Recent clinical trials have shown the promising therapeutic effects of pembrolizumab and nivolumab in patients with advanced gastric cancer. Currently, the programmed death ligand-1 (PD-L1) 22C3 pharmDx assay is the only companion diagnostic assay for assessing the safety and effectiveness of pembrolizumab. The purpose of this study was to compare 22C3 pharmDx and 28-8 pharmDx, a complementary diagnostic assay for nivolumab, in gastric cancer. In this study, 22C3 and 28-8 pharmDx assays were performed on the same formalin-fixed, paraffin-embedded tissue blocks of gastric adenocarcinoma clinical samples (n = 55). The concordance rate was evaluated using combined positive score (CPS) cutoffs of 1, 10, and 50. PD-L1 positivity with CPS ≥ 1 was 45.5% using the 22C3 pharmDx assay and 49.1% using the 28-8 pharmDx assay. At a CPS cutoff of 1, the overall percentage agreement was 96.4%. The positive and negative percentage agreements were 93.3% and 100%, respectively. All cases positive for PD-L1 using the 22C3 pharmDx assay were also positive using the 28-8 pharmDx assay. At a CPS cutoff of 10, the overall percentage agreement was 96.4%. At a CPS cutoff of 50, the two assays exhibited 100% concordance. Nonspecific cytoplasmic staining in the background tissues and tumor cells was often observed in the 28-8 pharmDx assay.

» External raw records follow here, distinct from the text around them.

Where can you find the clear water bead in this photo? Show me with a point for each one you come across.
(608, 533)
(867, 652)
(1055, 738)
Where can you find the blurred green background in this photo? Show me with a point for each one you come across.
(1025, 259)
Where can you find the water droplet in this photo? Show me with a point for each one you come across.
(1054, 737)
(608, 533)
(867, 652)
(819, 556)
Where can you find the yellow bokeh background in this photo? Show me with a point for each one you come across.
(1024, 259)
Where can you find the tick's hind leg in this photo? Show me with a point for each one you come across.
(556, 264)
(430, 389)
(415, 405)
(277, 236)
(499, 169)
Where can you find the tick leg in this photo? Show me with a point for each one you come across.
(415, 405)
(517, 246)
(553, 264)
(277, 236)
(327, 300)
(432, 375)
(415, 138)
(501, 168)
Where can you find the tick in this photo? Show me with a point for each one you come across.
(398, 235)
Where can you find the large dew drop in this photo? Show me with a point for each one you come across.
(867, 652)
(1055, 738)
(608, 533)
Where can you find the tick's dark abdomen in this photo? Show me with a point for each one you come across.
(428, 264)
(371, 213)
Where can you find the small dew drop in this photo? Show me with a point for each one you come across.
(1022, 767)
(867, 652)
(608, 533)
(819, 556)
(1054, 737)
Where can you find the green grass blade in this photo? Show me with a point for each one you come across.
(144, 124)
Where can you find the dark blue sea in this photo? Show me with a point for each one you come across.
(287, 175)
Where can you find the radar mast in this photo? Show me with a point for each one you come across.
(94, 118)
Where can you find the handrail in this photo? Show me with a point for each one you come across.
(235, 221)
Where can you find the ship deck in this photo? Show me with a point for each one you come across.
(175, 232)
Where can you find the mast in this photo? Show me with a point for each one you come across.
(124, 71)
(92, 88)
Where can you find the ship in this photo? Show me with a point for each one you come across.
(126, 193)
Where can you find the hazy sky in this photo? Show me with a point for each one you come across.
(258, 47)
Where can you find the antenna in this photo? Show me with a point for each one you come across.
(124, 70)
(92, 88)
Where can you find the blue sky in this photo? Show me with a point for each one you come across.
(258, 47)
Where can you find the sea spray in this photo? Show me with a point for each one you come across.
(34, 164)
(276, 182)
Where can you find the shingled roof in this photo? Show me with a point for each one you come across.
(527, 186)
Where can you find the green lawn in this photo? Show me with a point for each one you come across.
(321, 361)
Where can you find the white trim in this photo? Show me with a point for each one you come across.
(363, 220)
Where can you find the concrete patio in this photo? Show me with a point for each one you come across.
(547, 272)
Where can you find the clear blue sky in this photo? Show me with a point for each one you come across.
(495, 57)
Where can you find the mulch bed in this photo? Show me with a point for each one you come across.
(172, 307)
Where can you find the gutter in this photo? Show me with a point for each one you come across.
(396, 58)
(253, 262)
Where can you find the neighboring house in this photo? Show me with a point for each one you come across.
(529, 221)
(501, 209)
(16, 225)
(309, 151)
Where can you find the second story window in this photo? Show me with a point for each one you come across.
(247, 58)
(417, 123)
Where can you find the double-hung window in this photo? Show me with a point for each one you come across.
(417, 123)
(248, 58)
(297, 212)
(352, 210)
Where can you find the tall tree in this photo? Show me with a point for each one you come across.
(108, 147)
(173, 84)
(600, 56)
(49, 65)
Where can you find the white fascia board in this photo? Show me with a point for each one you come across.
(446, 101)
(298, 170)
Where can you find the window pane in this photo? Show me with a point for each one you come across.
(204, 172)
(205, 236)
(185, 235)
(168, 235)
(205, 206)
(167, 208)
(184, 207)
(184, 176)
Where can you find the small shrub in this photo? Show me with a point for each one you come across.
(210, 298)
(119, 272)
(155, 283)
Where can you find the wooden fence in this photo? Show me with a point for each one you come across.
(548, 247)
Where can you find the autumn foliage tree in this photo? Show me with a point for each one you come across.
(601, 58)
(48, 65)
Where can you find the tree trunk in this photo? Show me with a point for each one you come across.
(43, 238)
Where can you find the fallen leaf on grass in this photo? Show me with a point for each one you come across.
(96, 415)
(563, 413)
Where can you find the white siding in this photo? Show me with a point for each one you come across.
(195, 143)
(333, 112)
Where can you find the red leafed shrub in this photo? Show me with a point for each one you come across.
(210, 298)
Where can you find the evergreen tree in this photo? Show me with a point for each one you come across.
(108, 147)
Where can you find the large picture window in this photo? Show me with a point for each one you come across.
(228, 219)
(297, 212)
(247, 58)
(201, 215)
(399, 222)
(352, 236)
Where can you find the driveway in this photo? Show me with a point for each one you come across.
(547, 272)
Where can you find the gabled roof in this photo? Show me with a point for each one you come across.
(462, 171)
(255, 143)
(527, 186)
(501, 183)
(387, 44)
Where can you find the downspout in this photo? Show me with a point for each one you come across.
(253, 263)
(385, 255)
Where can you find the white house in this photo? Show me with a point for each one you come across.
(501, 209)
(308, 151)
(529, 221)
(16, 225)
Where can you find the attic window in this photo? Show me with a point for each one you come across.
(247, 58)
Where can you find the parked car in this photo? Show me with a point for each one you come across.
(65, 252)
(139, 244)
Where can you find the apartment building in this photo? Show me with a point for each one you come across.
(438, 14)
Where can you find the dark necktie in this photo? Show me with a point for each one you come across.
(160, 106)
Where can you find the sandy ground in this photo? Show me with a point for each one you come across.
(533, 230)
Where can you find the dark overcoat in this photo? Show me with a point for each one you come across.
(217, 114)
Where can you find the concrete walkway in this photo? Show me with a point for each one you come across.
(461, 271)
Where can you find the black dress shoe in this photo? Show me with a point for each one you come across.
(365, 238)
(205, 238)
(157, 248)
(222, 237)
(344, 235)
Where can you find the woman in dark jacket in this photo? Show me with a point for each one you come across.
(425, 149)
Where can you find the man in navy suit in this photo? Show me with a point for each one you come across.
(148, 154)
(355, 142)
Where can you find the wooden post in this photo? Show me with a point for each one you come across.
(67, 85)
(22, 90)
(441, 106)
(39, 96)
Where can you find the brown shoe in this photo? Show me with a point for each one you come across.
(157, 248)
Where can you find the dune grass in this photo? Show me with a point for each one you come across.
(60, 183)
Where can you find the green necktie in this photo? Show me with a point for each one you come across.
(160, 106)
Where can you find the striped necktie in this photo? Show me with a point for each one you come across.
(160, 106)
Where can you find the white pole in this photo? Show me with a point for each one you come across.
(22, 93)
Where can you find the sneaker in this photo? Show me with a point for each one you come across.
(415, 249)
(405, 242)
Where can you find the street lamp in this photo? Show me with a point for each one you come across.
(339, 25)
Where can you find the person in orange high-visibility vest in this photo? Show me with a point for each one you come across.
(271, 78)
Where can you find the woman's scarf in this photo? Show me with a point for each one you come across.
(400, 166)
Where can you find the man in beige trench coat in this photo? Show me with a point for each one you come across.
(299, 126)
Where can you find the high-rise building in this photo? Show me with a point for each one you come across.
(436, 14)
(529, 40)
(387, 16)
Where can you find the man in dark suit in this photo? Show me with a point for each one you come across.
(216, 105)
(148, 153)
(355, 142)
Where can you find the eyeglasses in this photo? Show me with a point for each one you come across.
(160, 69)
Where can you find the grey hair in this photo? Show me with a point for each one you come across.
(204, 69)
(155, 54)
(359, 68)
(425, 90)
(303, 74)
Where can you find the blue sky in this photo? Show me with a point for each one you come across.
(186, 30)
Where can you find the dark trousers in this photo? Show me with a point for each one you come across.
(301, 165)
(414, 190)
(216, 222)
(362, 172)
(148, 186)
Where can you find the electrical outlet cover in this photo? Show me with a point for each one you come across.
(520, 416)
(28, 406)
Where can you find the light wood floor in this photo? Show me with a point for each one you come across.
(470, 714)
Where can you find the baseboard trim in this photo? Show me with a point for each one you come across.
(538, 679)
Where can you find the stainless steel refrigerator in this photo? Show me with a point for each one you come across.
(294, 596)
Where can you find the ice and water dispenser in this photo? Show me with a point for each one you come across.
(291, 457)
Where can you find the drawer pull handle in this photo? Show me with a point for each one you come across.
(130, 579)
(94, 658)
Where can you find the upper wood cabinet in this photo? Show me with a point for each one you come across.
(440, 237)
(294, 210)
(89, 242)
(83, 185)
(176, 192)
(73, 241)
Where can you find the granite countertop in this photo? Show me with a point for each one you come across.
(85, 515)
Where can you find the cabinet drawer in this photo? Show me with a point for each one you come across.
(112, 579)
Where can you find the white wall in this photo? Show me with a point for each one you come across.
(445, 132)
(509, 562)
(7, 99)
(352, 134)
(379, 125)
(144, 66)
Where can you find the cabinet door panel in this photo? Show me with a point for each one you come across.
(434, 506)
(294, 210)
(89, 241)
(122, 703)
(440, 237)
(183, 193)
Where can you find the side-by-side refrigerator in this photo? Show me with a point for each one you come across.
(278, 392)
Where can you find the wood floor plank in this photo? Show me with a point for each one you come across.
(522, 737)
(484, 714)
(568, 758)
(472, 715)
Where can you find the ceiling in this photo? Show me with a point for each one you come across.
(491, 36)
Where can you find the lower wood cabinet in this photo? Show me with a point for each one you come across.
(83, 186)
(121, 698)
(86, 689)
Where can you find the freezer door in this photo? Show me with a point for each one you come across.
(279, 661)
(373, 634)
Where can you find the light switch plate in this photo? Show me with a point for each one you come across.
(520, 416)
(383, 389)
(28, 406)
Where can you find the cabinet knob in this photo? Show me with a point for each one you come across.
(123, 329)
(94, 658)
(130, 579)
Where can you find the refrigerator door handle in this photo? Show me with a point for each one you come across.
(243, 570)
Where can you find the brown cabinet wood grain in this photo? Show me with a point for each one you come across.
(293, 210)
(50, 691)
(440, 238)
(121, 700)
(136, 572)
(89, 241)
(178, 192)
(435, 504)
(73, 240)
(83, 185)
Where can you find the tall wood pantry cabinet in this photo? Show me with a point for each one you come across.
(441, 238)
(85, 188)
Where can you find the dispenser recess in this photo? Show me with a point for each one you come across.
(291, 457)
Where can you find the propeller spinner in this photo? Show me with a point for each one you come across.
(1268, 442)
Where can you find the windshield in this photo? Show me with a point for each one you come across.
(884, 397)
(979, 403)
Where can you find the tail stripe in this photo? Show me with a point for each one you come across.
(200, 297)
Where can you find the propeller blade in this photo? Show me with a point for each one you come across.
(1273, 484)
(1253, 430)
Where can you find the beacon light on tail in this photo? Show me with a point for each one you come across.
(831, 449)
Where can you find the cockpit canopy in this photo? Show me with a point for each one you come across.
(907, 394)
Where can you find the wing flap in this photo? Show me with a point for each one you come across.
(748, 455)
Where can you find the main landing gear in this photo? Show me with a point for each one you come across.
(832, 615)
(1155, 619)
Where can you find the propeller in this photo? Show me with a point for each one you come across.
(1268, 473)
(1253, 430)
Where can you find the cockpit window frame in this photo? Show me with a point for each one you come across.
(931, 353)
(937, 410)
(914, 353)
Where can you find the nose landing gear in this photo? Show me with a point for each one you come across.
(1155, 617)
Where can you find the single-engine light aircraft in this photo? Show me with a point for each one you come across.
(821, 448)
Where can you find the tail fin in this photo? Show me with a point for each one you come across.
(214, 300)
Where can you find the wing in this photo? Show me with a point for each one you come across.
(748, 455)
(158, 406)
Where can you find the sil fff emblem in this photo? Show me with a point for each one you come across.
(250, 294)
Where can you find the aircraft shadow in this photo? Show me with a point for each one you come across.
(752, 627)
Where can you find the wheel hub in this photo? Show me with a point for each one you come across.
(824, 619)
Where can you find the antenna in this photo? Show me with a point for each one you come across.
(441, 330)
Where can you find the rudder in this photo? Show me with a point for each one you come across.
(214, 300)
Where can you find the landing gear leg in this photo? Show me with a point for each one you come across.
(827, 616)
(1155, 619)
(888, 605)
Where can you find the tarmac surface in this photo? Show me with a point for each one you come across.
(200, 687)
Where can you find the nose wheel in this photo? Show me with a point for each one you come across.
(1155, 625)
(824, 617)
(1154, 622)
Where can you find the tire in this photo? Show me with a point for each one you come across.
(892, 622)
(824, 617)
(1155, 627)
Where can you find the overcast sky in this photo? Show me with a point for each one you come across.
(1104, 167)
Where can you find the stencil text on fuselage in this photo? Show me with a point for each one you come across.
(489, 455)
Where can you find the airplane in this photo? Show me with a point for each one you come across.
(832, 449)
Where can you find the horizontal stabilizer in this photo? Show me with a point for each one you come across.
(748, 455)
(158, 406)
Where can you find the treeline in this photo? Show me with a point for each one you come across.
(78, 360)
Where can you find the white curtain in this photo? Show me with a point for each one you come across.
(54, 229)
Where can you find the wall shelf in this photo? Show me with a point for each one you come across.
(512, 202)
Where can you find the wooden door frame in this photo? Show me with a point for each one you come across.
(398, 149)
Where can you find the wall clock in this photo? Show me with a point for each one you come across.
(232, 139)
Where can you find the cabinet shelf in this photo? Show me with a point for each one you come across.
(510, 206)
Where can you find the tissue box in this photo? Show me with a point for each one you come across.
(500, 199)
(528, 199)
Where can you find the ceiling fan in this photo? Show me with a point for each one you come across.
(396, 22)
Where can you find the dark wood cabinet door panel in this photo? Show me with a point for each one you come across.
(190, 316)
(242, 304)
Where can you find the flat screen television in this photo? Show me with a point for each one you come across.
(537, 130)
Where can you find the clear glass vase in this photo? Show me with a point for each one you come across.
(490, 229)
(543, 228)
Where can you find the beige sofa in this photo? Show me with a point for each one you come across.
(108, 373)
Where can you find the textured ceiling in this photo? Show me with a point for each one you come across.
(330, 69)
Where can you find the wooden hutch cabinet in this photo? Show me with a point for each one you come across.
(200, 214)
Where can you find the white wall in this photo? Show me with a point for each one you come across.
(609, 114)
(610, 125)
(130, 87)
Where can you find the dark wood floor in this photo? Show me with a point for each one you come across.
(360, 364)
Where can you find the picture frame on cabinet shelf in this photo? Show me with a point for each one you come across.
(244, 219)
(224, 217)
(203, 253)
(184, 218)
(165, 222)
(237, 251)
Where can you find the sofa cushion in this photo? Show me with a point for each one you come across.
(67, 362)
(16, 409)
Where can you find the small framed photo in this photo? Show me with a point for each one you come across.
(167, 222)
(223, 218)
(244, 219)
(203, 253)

When the results of the two assays were matched for response to immunotherapy, the overall response rate was higher in patients with a PD-L1 CPS ≥ 1 than in PD-L1-negative patients (22C3 pharmDx, P = 0.001; 28-8 pharmDx, P = 0.002). In conclusion, PD-L1 22C3 and 28-8 pharmDx assays were highly comparable at CPS cutoffs of 1, 10, and 50 in gastric cancer. These results provide evidence for the potential interchangeability of the two PD-L1 assays in gastric cancer.